The doctor’s waiting room has changed in recent years. There’s no longer the magazine and newspaper rack to keep you busy while awaiting your visit. Patients are now glued to their smartphones in the waiting rooms even though you see signs saying “no cell phone usage.”
I am not a patient person, although I am a patient of many doctors and wait prolonged periods of time in their waiting rooms. This drives me bonkers even if I have nowhere else to go.
When they finally call your name, like in a “Seinfeld” episode, you’re all smiles, gloating to the others in the waiting room, only to find they are putting you in a private room. This makes you feel like your wait is over and you’ll be seeing the doctor any minute, but yet have another 30-45-minute wait.
The old waiting room is my least favorite part of any doctor’s visit. I never understood how all these intelligent people that go through years of schooling, residency and internships cannot manage time.
How can they get one to two hours behind schedule? Aren’t they taught in medical school to get to the point, be polite, limit the small talk and respect people’s time?
The only doctors that seem to manage time properly are the psychiatrists. When your hour is up you’re out of there. That timer goes off, the shrink looks at his watch and says, “same time next week?”
There is an exception. There is one waiting room I don’t mind waiting in. When I have virtual telemedicine appointments and the doctor is late I can hang out in the comforts of my home and watch TV, use the computer and raid the frig — a waiting room designed with the patient in mind!

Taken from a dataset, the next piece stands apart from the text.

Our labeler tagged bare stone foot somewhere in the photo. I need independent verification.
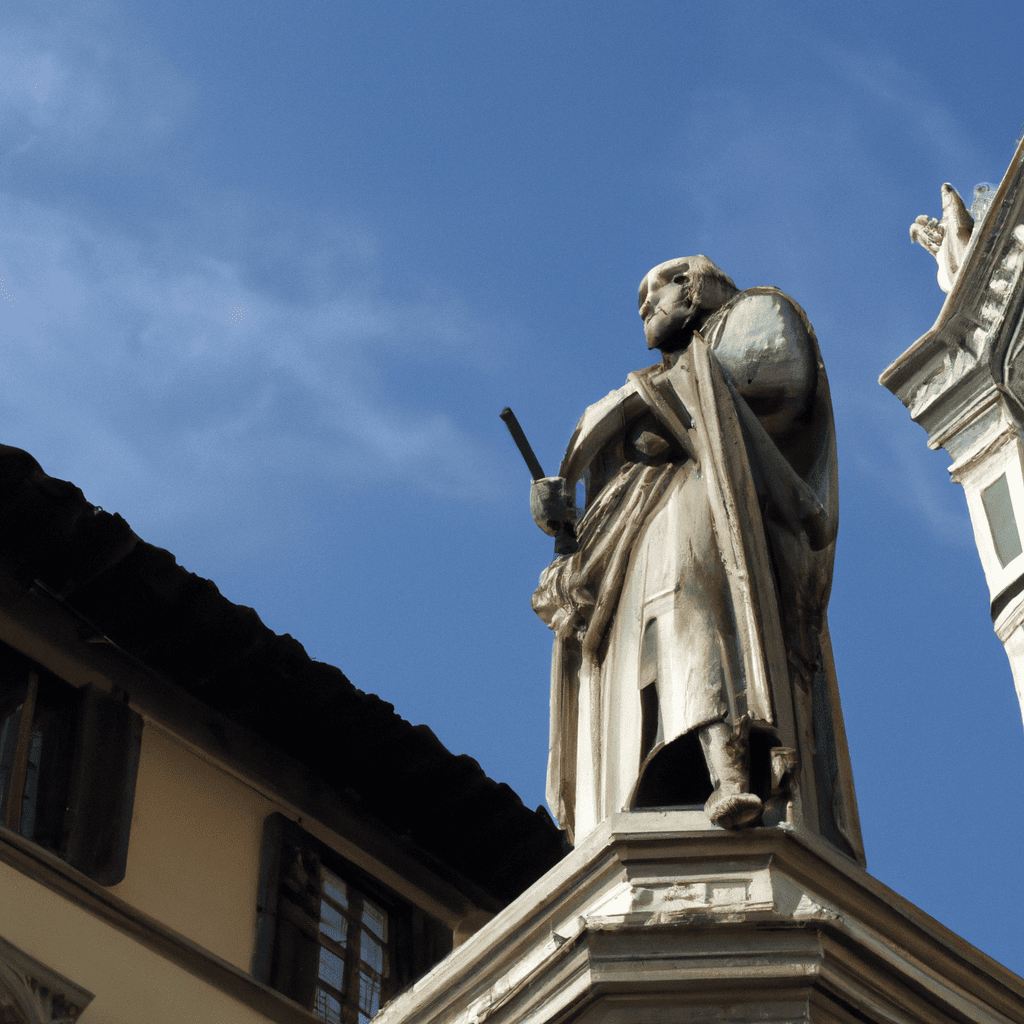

The other pet peeve I have is the doctor’s handwriting. Again, these folks of high intellect and high IQ can barely write. I know people with a sixth-grade education who have beautiful penmanship, yet when I transferred medical records from one clinic to another, the new clinic could not decipher the handwritten notes from my former provider.
I believe all people who go into health care and medicine, especially those becoming medical doctors, need to have classes in both how to handwrite and how to manage time so people aren’t in the waiting room half the day.
I’ve talked to a couple of pharmacists who have such a hard time reading some doctors’ handwriting that they must call their respective offices to find out the prescription. This becomes a waste of the pharmacist’s and doctors’ limited staff’s precious time.
On my last doctor visit, I told my doc “Getting old is really tough! I get up in the morning, go to the bathroom and stand for 20-25 minutes before I can urinate, an hour later I go back to the bathroom and sit for 30-35 minutes before I have a bowel movement.”
Then the Doc tells me don’t feel bad, “I get up in the morning, pee, take a dump and in no time get out of bed, shower, eat breakfast, and by the time I get to my office, I’m an hour late and there’s already 5 patients in the waiting room.”
Growing older may not be fun, but sure is funny!
•••
James “Kimo” Rosen is a humorist and photographer who lives in Kapa‘a with his dog.